L’abstention du ministre laisse la CAQ perplexe. «C’est quoi, la volonté, sur un sujet aussi important? Quelle est la façon de faire du ministre? Y a-t-il des négociations entre le ministre et les fédérations de médecins? Il y a des rumeurs de rencontres. À notre avis, cette question mérite des consultations en commission parlementaire», soutient François Paradis.

Diane Lamarre reproche au gouvernement Couillard d’autoriser les médecins qui pratiquent en clinique privée à surfacturer encore davantage les services rendus à leurs patients. Des soins offerts gratuitement à l’hôpital sont déjà facturés à fort prix en clinique privée, a rappelé Mme Lamarre. «Chez un dermatologue, deux petites vaporisations d’azote liquide coûtent 75 $; chez les ophtalmologistes, des gouttes dans les yeux, c’est 200 $», les frais facturés aux patients en clinique médicale se multiplient, dénonce la députée de Taillon.

«Non seulement le ministre veut que la facturation de ces frais continue, mais il élargit la portée de ces surcharges, ça peut devenir potentiellement pour des frais de cabinet, d’équipement et pour des tests diagnostiques. [...] C’est le ministre qui va pouvoir décider. Il s’est fait un comité avec la Fédération des médecins omnipraticiens et la Fédération des médecins spécialistes avec un expert indépendant, et ce sont eux qui vont déterminer ça.»

Conflit d’intérêts

Les médecins pourraient être autorisés à facturer de 50 à 100 millions de dollars à leurs patients, soutient le PQ. «Les Québécois paient déjà par leurs taxes et leurs impôts pour les services qu’on s’apprête à rendre facturables. Ces frais sont illégaux; Santé Canada est aux aguets et pourrait réduire les transferts fédéraux en santé au Québec», craint Mme Lamarre.

À son avis, le système incite les médecins travaillant dans les hôpitaux à orienter leurs patients vers leurs cliniques privées en plaidant que les délais d’attente y seront réduits, ce qui les place en conflit d’intérêts.

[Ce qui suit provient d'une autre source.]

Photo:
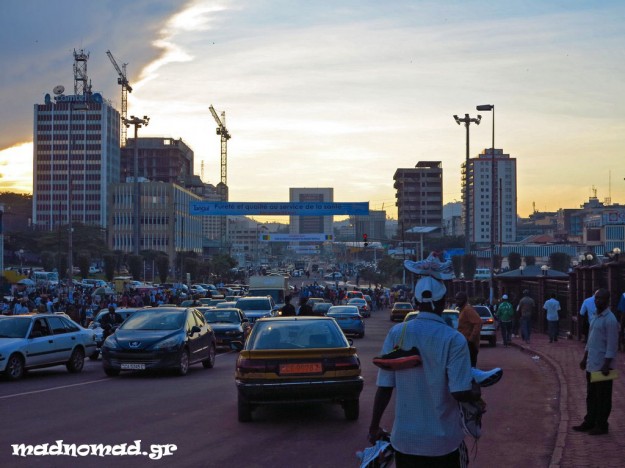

Québec solidaire rappelle pour sa part que les médecins ont vu leur rémunération augmenter de 2,9 à 6,8 milliards entre 2003 et 2015. «Les avantages et les bonbons à la profession médicale, j’en fais partie, nous sommes très grassement payés, c’est assez. Les spécialistes ont vu leur rémunération augmenter de près de 50 %.»